Details zur konkreten Funktionsweise der Versicherungs-Software verrät die ÄrzteZeitung. Zunächst wird hier die Relevanz des Themas eingeschätzt, die sich aus einer vermeintlich hohen Dunkelziffer an Fälschungen ergibt. Das denken zumindest laut Angaben des Software-Anbieters „mehr als 60 Prozent aller befragten Krankenversicherungsunternehmen„.

Bereits jetzt existieren automatisierte Rechnungskontrollen bei der PKV. Erreicht wird dabei, dass die eingereichten Rechnungen mit den Kennzahlen aus der GOÄ abgeglichen werden. Dabei geht es jedoch nur um Plausibilität und nicht um die Richtigkeit der Dokumente.

Im digitalen Zeitalter lassen sich Belege immer einfacher manipulieren. Dadurch, dass meist auch digital eingereicht wird, verstärkt sich der Trend. Es reicht oftmals aus, die aufgedruckte Pharmazentralnummer zu verändern und ein Rezept mehrfach einzureichen, um nur ein Beispiel zu nennen.

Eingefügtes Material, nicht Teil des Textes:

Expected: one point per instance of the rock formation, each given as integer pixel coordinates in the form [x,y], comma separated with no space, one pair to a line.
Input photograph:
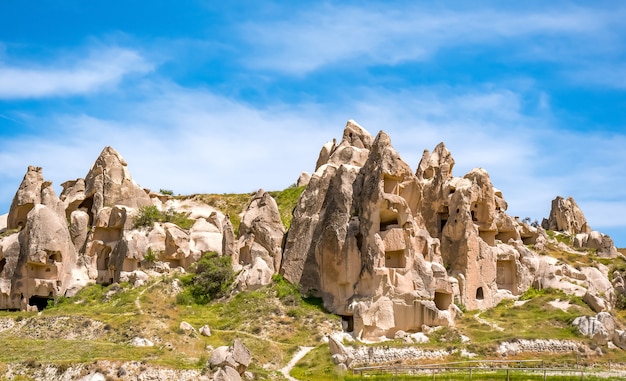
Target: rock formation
[566,216]
[355,240]
[38,262]
[258,252]
[391,250]
[230,363]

Mit der neuen Software werden Auffälligkeiten in den Datensätzen erkannt und ausgefiltert. Diese können beispielsweise in Veränderungen der Dosierung eines Medikaments ohne neue Diagnose oder in unrealistisch hohen Tagesdosen etc. bestehen. Selbiges gilt für Kostenverläufe, die auffällig ausfallen.

Die Köpfe hinter der Software stammen ebenfalls aus der Versicherungsbranche. Bei Global-Side-Geschäftsführer Karl-Heinz Naumann handelt es sich um einen Mathematiker, der lange für Versicherungsunternehmen tätig war und entsprechendes Know-how einbringt.